En dégelant le corps électoral en Kanaky / Nouvelle-Calédonie, le gouvernement provoque le peuple kanak en donnant le droit de vote aux Français récemment installés. La France avait pourtant réglé le débat sur la colonisation au siècle dernier en accordant leur souveraineté aux peuples jadis colonisés. Emmanuel Macron, tout jeune président de la République, parlait directement de “crime contre l’humanité” et de “barbarie” en évoquant la colonisation.
Alors que même l’Organisation des Nations-unis reconnaît la Kanaky comme un territoire à décoloniser depuis longtemps, la France joue un jeu très dangereux. Comment interpréter ces annonces autrement que comme une énième insulte ? Emmanuel Macron était pourtant prévenu. Le maintien coûte que coûte du troisième référendum pendant la pandémie de Covid-19 avait été un affront. Le référendum a été boycotté par les indépendantistes.

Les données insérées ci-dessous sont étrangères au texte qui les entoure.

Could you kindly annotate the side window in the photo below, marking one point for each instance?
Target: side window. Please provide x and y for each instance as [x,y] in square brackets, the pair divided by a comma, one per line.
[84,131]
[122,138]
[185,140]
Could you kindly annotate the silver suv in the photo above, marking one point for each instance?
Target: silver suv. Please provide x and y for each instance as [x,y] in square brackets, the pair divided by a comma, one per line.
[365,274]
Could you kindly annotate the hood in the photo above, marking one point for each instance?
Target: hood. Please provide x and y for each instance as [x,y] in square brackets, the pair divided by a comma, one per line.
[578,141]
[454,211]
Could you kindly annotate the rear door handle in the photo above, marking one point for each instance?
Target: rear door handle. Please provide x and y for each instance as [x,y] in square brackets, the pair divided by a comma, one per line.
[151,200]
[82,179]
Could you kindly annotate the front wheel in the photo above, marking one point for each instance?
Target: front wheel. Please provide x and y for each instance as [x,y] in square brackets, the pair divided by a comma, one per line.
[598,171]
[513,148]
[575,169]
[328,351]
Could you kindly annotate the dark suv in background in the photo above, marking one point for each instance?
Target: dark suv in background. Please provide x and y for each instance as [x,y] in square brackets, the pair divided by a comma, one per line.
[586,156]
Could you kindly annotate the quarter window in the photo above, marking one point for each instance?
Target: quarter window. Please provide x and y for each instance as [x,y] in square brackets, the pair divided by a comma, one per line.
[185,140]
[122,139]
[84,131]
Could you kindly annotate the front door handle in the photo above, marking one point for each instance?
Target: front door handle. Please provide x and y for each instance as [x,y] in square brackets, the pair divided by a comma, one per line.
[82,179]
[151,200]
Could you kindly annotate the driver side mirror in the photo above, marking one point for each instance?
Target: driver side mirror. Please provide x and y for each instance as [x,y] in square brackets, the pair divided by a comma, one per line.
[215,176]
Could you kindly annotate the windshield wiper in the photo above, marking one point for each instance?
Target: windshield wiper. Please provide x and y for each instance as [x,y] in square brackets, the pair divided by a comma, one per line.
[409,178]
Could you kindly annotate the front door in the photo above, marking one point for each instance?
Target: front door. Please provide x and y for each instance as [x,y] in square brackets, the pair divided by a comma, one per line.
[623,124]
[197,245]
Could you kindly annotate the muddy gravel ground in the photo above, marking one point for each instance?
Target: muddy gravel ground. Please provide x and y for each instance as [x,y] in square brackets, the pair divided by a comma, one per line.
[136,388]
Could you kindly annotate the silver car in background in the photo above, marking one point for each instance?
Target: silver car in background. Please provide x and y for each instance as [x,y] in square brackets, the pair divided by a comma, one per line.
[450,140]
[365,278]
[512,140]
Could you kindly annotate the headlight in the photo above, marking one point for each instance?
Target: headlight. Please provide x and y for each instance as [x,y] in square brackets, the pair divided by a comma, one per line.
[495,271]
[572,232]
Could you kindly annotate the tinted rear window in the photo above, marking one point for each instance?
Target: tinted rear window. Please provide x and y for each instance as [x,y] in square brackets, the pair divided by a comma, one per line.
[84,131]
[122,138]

Il y a 30 ans, un processus de décolonisation a été entamé entre les deux parties, et entériné dans l’accord dit de Nouméa. La France vient, avec ses gros sabots, de le piétiner. Le gouvernement a par la même occasion embrasé le peuple kanak qui se mobilise avec force depuis. S’il voulait mettre le feu aux poudres, le gouvernement ne s’en serait pas pris différemment. Le rapporteur du projet de loi constitutionnelle pour modifier le corps électoral est un député connu pour ses positions anti-indépendantistes, Nicolas Metzdorf.
Le gouvernement s’assoit sur l’histoire et les leçons du passé. En 1972, le gaulliste Pierre Messmer indiquait déjà, toute honte bue, qu’il fallait permettre aux Français d’habiter en Nouvelle-Calédonie pour petit à petit changer le corps électoral et noyer les volontés indépendantistes des kanaks. Les provocations de Paris ont déjà fait couler trop de sang sur la Caillou. Le gouvernement doit revoir sa copie avant que de nouveaux drames ne se produisent. Les revendications kanaks sont légitimes. La France doit être à la hauteur de l’Histoire.